Mais c’est surtout à travers les grands chantiers structurants de la capitale que le pouvoir souhaite convaincre. À la Baie des Rois, projet longtemps enlisé et souvent cité comme emblème des promesses non tenues, les visiteurs découvriront un paysage radicalement transformé. Sur 40 hectares aménagés, dont 30 gagnés sur la mer dans le cadre du premier polder d’Afrique centrale, un nouveau quartier d’affaires émerge avec ses immeubles de bureaux, ses résidences, ses espaces commerciaux et ses infrastructures hôtelières. Sept bâtiments y sont actuellement en construction, tandis qu’une tour de 50 étages doit à terme redessiner la skyline de Libreville.

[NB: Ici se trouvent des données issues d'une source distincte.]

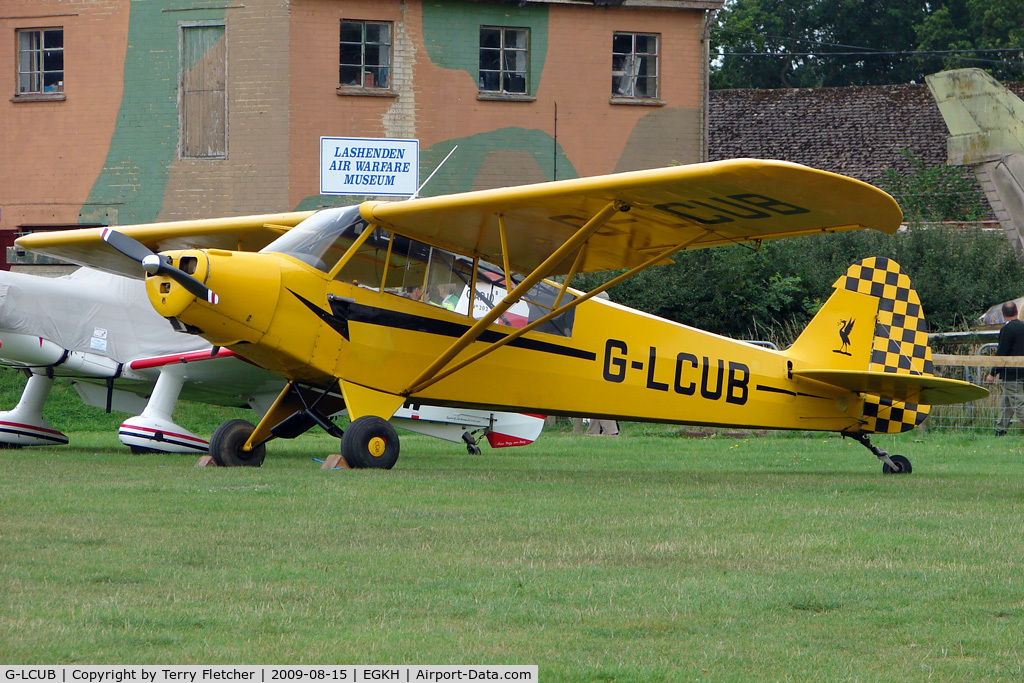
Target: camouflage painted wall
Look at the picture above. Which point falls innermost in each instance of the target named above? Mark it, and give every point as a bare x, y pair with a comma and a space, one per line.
109, 152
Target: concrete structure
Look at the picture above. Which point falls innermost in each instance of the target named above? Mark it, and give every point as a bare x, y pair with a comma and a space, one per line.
133, 112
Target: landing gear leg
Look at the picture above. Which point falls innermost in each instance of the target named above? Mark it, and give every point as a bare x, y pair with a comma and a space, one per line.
890, 464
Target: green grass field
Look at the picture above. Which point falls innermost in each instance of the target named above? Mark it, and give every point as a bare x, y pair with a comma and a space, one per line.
646, 557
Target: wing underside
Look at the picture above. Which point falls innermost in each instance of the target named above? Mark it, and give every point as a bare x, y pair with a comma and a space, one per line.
927, 390
86, 247
700, 205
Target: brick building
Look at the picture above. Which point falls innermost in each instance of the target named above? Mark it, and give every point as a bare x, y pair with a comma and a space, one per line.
158, 110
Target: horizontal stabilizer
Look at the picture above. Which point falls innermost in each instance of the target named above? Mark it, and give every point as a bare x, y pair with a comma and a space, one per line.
907, 388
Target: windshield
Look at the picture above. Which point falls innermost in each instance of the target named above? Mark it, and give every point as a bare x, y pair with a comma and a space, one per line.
322, 239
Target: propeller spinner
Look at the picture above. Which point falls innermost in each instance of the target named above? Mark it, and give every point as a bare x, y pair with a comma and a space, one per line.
155, 264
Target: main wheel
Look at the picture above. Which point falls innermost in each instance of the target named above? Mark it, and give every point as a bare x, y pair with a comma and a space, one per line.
226, 442
370, 441
900, 462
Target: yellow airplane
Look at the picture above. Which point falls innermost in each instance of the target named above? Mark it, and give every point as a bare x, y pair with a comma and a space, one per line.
451, 301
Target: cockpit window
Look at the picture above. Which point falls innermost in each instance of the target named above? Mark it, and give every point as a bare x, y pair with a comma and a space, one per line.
321, 240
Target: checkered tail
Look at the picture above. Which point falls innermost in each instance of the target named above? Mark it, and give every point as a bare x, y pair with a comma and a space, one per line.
900, 340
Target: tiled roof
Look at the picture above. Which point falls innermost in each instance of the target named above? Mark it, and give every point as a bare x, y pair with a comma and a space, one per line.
857, 131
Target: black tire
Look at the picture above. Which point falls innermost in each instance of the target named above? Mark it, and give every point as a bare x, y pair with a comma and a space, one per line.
226, 442
899, 461
370, 442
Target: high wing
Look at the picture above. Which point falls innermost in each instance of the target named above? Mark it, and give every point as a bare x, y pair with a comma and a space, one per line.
700, 205
85, 247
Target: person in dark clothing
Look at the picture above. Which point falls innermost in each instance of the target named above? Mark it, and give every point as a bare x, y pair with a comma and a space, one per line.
1011, 343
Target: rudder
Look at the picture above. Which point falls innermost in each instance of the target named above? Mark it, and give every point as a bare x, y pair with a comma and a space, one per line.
875, 294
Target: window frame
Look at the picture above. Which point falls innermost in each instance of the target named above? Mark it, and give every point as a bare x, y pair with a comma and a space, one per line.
184, 152
631, 96
364, 68
39, 74
503, 92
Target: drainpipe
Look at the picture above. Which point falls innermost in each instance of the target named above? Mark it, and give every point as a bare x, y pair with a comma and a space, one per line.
706, 81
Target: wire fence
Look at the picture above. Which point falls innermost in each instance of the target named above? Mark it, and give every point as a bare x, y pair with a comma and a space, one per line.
979, 416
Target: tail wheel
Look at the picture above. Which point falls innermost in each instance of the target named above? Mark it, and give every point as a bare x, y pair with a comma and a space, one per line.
226, 442
900, 462
370, 441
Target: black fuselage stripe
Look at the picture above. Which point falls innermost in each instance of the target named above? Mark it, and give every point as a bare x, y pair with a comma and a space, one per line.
349, 311
771, 389
25, 432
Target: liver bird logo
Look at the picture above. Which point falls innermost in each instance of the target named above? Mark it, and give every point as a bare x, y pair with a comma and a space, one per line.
845, 328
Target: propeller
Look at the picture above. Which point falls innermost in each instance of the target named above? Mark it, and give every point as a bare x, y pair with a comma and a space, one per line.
155, 264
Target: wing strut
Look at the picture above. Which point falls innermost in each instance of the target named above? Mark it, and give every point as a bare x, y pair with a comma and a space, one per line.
555, 312
559, 255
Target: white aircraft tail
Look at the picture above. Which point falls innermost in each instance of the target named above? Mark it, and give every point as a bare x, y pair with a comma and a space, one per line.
986, 132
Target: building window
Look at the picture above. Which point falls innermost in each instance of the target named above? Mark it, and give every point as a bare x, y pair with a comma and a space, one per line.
634, 65
366, 54
40, 61
203, 83
504, 58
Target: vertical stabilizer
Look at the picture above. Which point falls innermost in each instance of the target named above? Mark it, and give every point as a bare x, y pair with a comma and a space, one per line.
871, 326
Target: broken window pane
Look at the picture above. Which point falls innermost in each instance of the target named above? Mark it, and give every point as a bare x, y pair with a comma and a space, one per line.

Pour l’exécutif, le contraste est saisissant : là où le projet stagnait depuis près d’une décennie, c’est désormais tout un quartier qui sort de terre en moins de deux ans.
Autre vitrine de cette transformation : la Cité Émeraude, vaste ensemble administratif conçu pour regrouper plusieurs ministères dans quatorze immeubles modernes. Destinée à accueillir 450 agents publics, elle doit permettre à l’État de réduire significativement ses charges locatives tout en rationalisant l’action gouvernementale. Le chantier est présenté comme l’un des piliers de la modernisation de l’appareil administratif.

Sur le terrain des infrastructures routières, le pouvoir met également en avant la voie de contournement d’Okala, inaugurée en août 2024. Longue de près de six kilomètres et aménagée en 2×2 et 2×3 voies, elle désengorge l’accès au nord de Libreville et soulage quotidiennement plus de 92 000 habitants d’Akanda. Plus ambitieux encore, le projet de grande voie de contournement nord, reliant Malibé à Owendo via Bikélé et Nkok, doit redessiner durablement la mobilité urbaine du Grand Libreville sur les deux prochaines décennies.
Pour le pouvoir, l’enjeu de cette invitation dépasse la seule inauguration d’un complexe immobilier. Il s’agit aussi de réintégrer symboliquement une diaspora longtemps tenue à distance des centres de décision. « La diaspora n’est pas un public à séduire, mais une force à mobiliser », confie un proche du dossier, pour qui cette opération doit marquer l’ouverture d’un nouveau rapport entre l’État et ses talents expatriés.
Sur le plan politique, la séquence constitue également un pari de communication. En conviant y compris des observateurs réputés critiques, le président cherche à installer une image de dirigeant sûr de son bilan, assumant la confrontation au regard extérieur. Une posture qui vise autant l’opinion nationale que les partenaires internationaux, investisseurs et chancelleries étrangères, à qui est envoyé un signal clair : le Gabon veut désormais être jugé sur ses réalisations.
Reste que cette mise en scène du « Gabon de la preuve », selon la formule désormais reprise dans les cercles présidentiels, sera évaluée à l’aune de sa capacité à convaincre au-delà de l’effet vitrine. Car si les infrastructures impressionnent, c’est leur traduction concrète dans le quotidien des populations – emploi, pouvoir d’achat, services publics, mobilité – qui déterminera, à terme, la portée réelle de la démonstration.
En exposant ses chantiers à la diaspora plutôt qu’en les vantant depuis les tribunes officielles, Brice Clotaire Oligui Nguema tente en tout cas d’imposer un nouveau récit politique : celui d’un pouvoir qui ne revendique plus seulement des intentions, mais des réalisations visibles. Une stratégie de légitimation par le béton, l’asphalte et les grues. Dans un pays longtemps accusé de multiplier les projets sans lendemain, le pari est clair : faire de la preuve matérielle le socle d’une nouvelle crédibilité politique.